Re: [PATCH V3 02/16] block, bfq: add full hierarchical scheduling and cgroups support

From: Tejun Heo
Date: Tue Apr 18 2017 - 03:04:47 EST


Hello, Paolo.

On Wed, Apr 12, 2017 at 07:22:03AM +0200, Paolo Valente wrote:
> could you elaborate a bit more on this? I mean, cgroups support has
> been in BFQ (and CFQ) for almost ten years, perfectly working as far
> as I know. Of course it is perfectly working in terms of I/O and not
> of CPU bandwidth distribution; and, for the moment, it is effective
> only for devices below 30-50KIOPS. What's the point in throwing
> (momentarily?) away such a fundamental feature? What am I missing?

I've been trying to track down latency issues with the CPU controller
which basically takes the same approach and I'm not sure nesting
scheduler timelines is a good approach. It intuitively feels elegant
but seems to have some fundamental issues. IIUC, bfq isn't quite the
same in that it doesn't need load balancer across multiple queues and
it could be that bfq is close enough to the basic model that the
nested behavior maps to the correct scheduling behavior.
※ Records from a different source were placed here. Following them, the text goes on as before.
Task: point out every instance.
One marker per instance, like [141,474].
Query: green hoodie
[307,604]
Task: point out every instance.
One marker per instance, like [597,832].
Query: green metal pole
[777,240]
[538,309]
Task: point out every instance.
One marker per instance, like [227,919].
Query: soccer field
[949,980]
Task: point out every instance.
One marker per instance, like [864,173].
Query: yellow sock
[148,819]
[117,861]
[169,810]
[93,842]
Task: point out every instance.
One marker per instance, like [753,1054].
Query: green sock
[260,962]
However, for example, in the CPU controller, the nested timelines
break sleeper boost. The boost is implemented by considering the
thread to have woken up upto some duration prior to the current time;
however, it only affects the timeline inside the cgroup and there's no
good way to propagate it upwards. The final result is two threads in
a cgroup with the double weight can behave significantly worse in
terms of latency compared to two threads with the weight of 1 in the
root.

Given that the nested scheduling ends up pretty expensive, I'm not
sure how good a model this nesting approach is. Especially if there
can be multiple queues, the weight distribution across cgroup
instances across multiple queues has to be coordinated globally
anyway, so the weight / cost adjustment part can't happen
automatically anyway as in single queue case. If we're going there,
we might as well implement cgroup support by actively modulating the
combined weights, which will make individual scheduling operations
cheaper and it easier to think about and guarantee latency behaviors.

If you think that bfq will stay single queue and won't need timeline
modifying heuristics (for responsiveness or whatever), the current
approach could be fine, but I'm a bit awry about committing to the
current approach if we're gonna encounter the same problems.

Thanks.

--
tejun